Reputation: 4114
It appears that the logical NOT operator !
has non-intuitive order of operations in arithemtic:
set.seed(42)
a <- sample(100, 3)
b <- sample(100, 3)
c <- sample(100, 3)
l <- (1:3) <= 2
a * !l - b * !l + c
# 0 0 29
# same expression, but with parentheses for explicit grouping order of operations
(a * !l) - (b * !l) + c
# 74 14 43
There must be something I do not understand about the !
operator in relation to *
or conversion from logical to numeric?
Upvotes: 3
Views: 341
Reputation: 206486
Note that in R, the negation operator !
will apply to entire expression to the right of the operator until it gets to the end or encounters an expression with a lower precedence. It does not just negate the most immediate term. Recall also that 0 is treated as FALSE and any other number is TRUE. So observe
!0
# [1] TRUE
!5
# [1] FALSE
!5-5
# [1] TRUE
!5-3-2
# [1] TRUE
(!5)-3-2
# [1] -5
So you see in the case of !5-3-2
the negation isn't happening until after the 5-3-2 is evaluated. Without the parenthesis, the negation is the very last thing that happens.
So when you write
a * !l - b * !l + c
that's the same as
a * !(l - (b * !(l + c)))
Because all the operations have to happen to the right of the negation before the negation can occur.

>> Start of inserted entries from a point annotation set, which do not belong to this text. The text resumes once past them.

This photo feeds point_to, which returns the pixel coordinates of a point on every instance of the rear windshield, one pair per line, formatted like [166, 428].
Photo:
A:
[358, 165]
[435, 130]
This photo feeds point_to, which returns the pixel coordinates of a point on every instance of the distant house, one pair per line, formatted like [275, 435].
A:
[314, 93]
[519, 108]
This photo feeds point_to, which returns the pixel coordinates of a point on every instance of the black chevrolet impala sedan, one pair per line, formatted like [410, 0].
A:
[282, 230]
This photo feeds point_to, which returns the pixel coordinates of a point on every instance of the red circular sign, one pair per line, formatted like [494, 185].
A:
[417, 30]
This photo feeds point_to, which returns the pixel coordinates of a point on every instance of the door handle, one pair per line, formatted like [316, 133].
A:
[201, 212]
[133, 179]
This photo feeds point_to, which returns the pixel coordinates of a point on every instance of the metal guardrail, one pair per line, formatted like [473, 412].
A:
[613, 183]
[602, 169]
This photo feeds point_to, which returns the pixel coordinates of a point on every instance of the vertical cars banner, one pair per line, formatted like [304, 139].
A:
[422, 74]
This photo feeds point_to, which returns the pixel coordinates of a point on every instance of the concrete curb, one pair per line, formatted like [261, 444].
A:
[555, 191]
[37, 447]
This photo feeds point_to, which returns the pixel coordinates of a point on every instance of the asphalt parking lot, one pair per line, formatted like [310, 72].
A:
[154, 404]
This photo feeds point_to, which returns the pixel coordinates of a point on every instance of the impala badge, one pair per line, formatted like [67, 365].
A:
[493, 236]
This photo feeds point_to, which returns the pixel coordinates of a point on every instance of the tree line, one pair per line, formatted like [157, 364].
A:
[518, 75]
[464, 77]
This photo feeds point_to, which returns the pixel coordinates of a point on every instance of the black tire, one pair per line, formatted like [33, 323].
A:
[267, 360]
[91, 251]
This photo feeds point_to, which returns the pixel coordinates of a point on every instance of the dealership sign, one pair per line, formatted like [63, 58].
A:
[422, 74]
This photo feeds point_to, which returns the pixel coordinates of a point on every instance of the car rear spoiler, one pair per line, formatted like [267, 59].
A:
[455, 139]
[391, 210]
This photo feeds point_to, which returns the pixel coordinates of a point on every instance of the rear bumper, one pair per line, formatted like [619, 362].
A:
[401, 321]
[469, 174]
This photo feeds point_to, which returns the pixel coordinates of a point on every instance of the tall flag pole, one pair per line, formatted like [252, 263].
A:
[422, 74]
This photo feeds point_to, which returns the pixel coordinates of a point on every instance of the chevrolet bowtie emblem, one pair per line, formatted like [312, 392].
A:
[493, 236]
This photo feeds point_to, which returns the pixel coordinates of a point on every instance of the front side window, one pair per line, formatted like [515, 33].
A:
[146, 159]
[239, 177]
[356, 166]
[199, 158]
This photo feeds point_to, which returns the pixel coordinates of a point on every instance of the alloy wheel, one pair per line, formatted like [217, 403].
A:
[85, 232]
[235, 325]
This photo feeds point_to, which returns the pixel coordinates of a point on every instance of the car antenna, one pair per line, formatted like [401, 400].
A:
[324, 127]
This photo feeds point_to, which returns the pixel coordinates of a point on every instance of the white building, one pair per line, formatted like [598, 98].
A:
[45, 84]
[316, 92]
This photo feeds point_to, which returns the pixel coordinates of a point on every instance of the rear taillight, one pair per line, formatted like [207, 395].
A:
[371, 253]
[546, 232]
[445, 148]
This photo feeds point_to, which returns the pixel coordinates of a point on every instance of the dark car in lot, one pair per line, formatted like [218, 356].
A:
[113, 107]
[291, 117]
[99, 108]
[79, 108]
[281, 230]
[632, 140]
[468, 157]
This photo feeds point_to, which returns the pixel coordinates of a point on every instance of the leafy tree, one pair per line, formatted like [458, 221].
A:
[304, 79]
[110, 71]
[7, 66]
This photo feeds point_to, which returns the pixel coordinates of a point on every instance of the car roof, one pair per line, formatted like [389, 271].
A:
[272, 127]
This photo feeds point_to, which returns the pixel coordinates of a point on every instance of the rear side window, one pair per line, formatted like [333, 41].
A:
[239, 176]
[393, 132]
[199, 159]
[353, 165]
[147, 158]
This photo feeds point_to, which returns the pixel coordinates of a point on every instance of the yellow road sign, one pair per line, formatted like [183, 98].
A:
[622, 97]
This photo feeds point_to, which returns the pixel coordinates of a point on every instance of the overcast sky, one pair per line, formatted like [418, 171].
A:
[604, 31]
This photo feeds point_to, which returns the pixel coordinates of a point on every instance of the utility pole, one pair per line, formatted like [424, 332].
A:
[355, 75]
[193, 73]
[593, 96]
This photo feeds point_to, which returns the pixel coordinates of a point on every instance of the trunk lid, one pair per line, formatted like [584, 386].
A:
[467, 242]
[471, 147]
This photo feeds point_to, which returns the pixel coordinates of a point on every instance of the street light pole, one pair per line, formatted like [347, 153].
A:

If you want to negate just the l
terms, you can do
a * (!l) - b * (!l) + c
This is a function of the operator precedence in R (see the ?Syntax
help page for details). It's once of the last operators to be evaluated in the given expression.
Note that &
and |
have a lower precedence than !
so when you do
!a | !b & !c
that's the same as
(!a) | ((!b) & (!c))
so this roughly would be what you expect if you just stick to logical operators. It just gets a bit odd perhaps when you combine logical and arithmetic operators.